LPC : Université populaire, pouvez-vous nous en dire plus ? Un vecteur de culture ?

CB :
Comme pour l’école, je crois à une université républicaine plus que populaire.

LPC : Votre réponse est surprenante. Le projet national du Modem parle d’Université populaire et le libellé est repris sur votre site. Qu’en est-il véritablement ?

CB : Nous déclinons le projet national du parti, simplement je ne suis pas convaincu par la terminologie employée. « Université populaire » sont des termes qui ne me conviennent pas mais évidemment nous partageons, sur la forme, la même idée ; à savoir ouvrir les lycées en dehors des heures de cours pour y proposer des activités de formations, des conférences sur la culture.

LPC : A priori, vous êtes très impliqué dans la reconnaissance de la culture locale et de son patrimoine. Comment comptez-vous renforcer la loi de 2004 sur la reconnaissance du patrimoine local ?

CB : Le patrimoine local est un atout pour la Lorraine, il doit être protégé, mis en valeur et rendu accessible au plus grand nombre, c’est la raison pour laquelle nous proposons d’instaurer le Pass familial touristique et culturel.

LPC : Quelles seront les modalités de ce Pass ?

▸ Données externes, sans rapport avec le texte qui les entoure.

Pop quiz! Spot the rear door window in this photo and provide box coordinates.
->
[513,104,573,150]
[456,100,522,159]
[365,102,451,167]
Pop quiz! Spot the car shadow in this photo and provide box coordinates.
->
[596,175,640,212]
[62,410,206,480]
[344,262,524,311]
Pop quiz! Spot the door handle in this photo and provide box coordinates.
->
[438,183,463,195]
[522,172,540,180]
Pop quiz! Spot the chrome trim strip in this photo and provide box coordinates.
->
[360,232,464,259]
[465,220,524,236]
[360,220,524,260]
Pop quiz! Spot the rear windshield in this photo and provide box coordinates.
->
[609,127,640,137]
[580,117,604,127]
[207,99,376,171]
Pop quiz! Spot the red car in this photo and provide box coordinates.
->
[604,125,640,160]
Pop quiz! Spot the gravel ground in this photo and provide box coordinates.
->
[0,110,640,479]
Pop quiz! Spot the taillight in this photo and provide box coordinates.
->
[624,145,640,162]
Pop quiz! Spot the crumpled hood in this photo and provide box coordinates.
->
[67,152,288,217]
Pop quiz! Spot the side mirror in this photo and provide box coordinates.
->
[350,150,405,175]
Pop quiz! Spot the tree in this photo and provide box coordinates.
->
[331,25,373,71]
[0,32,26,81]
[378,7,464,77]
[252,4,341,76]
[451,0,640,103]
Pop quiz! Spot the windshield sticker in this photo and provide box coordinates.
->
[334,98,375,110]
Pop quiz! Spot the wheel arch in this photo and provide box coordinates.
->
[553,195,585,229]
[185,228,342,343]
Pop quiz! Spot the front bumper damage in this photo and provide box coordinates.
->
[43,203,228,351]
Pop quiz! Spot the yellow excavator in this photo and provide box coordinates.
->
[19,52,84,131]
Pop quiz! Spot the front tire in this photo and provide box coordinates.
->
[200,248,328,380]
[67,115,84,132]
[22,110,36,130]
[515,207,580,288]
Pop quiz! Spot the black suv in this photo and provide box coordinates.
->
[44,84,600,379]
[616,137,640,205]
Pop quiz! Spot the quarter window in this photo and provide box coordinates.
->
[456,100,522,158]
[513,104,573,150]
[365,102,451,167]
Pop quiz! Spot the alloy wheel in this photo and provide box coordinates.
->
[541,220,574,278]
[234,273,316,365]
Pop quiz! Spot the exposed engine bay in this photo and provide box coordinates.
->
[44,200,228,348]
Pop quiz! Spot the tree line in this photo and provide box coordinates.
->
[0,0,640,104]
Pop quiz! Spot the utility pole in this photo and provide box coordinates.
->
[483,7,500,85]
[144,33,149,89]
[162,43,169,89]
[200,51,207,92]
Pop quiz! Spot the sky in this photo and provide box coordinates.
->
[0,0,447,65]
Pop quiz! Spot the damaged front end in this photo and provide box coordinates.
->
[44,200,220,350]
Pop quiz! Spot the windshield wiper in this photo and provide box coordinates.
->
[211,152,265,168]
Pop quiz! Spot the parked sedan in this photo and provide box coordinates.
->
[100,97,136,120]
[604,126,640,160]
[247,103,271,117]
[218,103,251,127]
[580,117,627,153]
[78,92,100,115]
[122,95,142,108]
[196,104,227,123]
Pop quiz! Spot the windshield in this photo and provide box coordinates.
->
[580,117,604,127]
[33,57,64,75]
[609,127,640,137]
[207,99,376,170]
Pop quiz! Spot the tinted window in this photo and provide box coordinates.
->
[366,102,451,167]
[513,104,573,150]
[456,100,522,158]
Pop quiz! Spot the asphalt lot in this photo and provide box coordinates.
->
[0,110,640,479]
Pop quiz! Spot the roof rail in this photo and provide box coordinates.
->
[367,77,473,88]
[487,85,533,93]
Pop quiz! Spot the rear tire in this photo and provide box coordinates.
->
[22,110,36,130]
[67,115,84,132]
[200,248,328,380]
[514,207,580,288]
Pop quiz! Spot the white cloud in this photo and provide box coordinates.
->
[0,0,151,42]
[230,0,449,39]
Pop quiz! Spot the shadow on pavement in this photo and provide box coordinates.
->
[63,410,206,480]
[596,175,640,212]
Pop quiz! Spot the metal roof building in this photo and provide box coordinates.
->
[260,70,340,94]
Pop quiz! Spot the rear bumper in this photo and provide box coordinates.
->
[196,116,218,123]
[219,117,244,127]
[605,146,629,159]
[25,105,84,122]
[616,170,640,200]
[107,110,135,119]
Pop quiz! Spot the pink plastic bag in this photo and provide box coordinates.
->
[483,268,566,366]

CB : En Lorraine, nous possédons un patrimoine riche : un patrimoine dit de guerre comme Verdun ou la Ligne Maginot, des villes d’eaux comme Amnéville, des trésors architecturaux entre la cathédrale de Metz et la Place Stanislas à Nancy. L’idée fondatrice de ce projet, c’est que la Région se positionne comme échelon fédérateur entre les différentes collectivités qui s’occupent de la gestion des structures, sur le plan local. Je souhaite instaurer un ticket unique et faciliter ainsi l'accès aux grands sites grâce à des billets d’entrée, de déplacement et de transport qui permettraient par exemple à un touriste de profiter de l’ensemble des structures du patrimoine de guerre ou de thermalisme. L’idée c’est d’harmoniser les tarifs, de proposer des forfaits.

LPC : Enfin,  toujours au sujet du patrimoine local, vous nous parliez d’une meilleure communication par la Région des journées Lorraine. Qu’entendez-vous par là ?

CB : Il s’agirait en fait d’une seule journée Lorraine qui dans mon esprit serait tournante. Notre région est assez riche pour que l’événement circule d’année en année. Une fois à  Metz, une fois à Sarreguemines, une fois à Verdun, une fois à Thionville. Ce serait à chaque fois une grande fête sur un thème précis, destinée à vendre notre belle région.

LPC : Quelles initiatives culturelles transfrontalières comptez-vous développer ?

CB : La culture ne connaît pas de frontières. Dans ce domaine aussi, la Région peut se positionner en initiateur avec toutes les collectivités territoriales françaises et leurs voisines étrangères. Nous souhaitons qu’un Vice Président de la Région soit exclusivement en charge de ce dossier. Bien sûr, les questions culturelles ne seront pas seules concernées ; cet élu sera responsable des sujets relatifs à la Grande Région.